The first experimental model of the Ercoupe was test-flown at College Park airport in 1937. It had a single tail (unlike the eventual production Ercoupes, with their characteristic twin tails) and was known as the "Jeep". In late 1938, ERCO searched unsuccessfully for a suitable engine for its new airplane. ERCO hired Harold Morehouse, former engineer in charge of small engine design at Continental Motors, to design a new engine. He came up with the inverted, in-line I-L 116, which provided good pilot visibility and enhanced aircraft streamlining. ERCO installed the I-L 116 in the prototype Ercoupe Model 310 in 1939. The engine performed well, but ERCO discontinued it when Continental introduced the A-65 engine in 1940, which generated comparable horsepower at half the cost. Construction of the production prototype was completed in 1939, and certification by the CAA was completed in 1940. The first Ercoupe, serial No. 1, was owned by George Brinckerhoff, the operator of the College Park Airport, and flown there. It now is at the National Air and Space Museum.

During World War II, the ERCO factory made several products under contract with the U.S. government, including gun turrets. ERCO earned an "E" award for excellence in meeting manufacturing goals in its war contracts.

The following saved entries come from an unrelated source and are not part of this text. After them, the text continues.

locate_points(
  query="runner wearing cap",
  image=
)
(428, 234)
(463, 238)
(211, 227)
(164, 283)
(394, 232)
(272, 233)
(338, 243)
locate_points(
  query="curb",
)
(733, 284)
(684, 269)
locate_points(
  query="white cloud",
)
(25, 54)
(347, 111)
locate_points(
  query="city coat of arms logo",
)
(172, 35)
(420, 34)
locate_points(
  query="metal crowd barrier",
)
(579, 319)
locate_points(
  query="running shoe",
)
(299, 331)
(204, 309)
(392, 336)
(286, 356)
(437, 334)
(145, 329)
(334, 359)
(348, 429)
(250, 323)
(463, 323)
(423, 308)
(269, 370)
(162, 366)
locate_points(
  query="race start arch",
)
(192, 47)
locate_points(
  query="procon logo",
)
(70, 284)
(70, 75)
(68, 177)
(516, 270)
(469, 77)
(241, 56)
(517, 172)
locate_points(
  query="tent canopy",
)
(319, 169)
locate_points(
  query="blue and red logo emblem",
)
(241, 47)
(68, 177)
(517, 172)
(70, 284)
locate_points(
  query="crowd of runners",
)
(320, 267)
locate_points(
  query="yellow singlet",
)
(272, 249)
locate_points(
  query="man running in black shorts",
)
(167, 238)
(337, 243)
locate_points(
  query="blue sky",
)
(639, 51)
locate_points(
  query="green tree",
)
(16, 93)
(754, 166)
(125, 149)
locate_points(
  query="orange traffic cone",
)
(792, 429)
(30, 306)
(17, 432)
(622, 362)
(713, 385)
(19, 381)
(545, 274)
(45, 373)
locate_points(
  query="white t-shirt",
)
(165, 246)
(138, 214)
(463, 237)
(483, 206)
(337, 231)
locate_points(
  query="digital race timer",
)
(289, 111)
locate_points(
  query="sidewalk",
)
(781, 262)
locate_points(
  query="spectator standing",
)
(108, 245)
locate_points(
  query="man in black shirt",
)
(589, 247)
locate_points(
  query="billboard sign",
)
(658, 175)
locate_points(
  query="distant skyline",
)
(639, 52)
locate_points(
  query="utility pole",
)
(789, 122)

In 1947, Berliner decided to leave the aviation industry and sold the drawings, tools, parts, materials and distribution rights for the Ercoupe to Sanders Aviation, although the small aircraft market had fallen into decline.

In all, ERCO and Sanders Aviation sold just over 5,000 Ercoupes.

In 1948, ERCO started producing aircraft simulators, becoming its main line of business. In November 1954, ERCO became part of ACF.